Liv reached for the baby powder.
Barney grabbed hold of her necklace. Ferociously, he jerked her toward the table. Liv’s head smacked the rail as the leather on the necklace snapped.
“Ouch,” she cried, jumping back and putting a hand to her brow.
She stared at the baby. His eyes had gone black and empty. He held the stone clutched in his pudgy hand, the broken leather dangling below it.
As quickly as the change had come, the darkness fled from him. He was Barney once more. Big brown eyes, tiny pink lips blowing a bubble. He waved the stone around before dropping it to clutch his toes, which he stretched up and stuck in his mouth.
Liv took a tentative step back to the changing table, reaching out to retrieve the necklace. She tucked it into the pocket of her skirt and returned Barney to his crib.
It was near dark when Liv left the orphanage to catch the bus home. As she stepped onto the front walkway, she paused, her heart skipping a beat.
Hundreds of flowers lay scattered in the grass.

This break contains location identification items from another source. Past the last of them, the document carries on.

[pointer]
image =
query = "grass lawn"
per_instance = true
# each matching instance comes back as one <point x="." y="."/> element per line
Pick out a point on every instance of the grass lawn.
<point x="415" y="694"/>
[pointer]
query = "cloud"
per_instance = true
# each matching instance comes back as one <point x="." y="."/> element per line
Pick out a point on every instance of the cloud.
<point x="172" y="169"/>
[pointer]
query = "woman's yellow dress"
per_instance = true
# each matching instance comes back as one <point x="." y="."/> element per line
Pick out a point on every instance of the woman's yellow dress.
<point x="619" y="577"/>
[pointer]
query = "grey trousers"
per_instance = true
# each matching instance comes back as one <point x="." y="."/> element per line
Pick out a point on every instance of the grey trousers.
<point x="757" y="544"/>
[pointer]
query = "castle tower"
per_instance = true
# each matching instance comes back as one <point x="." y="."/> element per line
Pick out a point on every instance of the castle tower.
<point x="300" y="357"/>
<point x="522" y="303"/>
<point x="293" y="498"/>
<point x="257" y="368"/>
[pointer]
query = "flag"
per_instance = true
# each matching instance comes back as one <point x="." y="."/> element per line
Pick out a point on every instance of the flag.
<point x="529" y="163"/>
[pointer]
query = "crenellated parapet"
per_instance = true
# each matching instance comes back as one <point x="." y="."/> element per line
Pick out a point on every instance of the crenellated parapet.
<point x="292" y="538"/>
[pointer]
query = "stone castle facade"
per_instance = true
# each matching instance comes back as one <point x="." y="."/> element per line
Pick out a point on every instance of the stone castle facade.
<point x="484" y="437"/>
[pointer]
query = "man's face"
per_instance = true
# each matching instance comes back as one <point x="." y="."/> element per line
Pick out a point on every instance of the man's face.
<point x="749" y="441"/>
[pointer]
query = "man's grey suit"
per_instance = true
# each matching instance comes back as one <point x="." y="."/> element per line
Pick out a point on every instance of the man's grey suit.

Liv’s eyes flicked to the graveyard that butted the property of the orphanage. The headstones were empty of their flowers. They had all blown onto the grounds of the orphanage, and yet Liv did not remember ever hearing a wind that day as she cared for the children. Just the opposite, in fact; it had been an abnormally quiet day. Even the children seemed subdued.
As Liv walked, a flower crunched beneath her. She looked down to see a dark purple dahlia flattened beneath her shoe.
That night she dreamed for the first time in nearly twenty years.
Liv walked through a familiar forest. Maple trees glittered gold in autumn. Beech, birch, oaks. She whispered the names as she walked.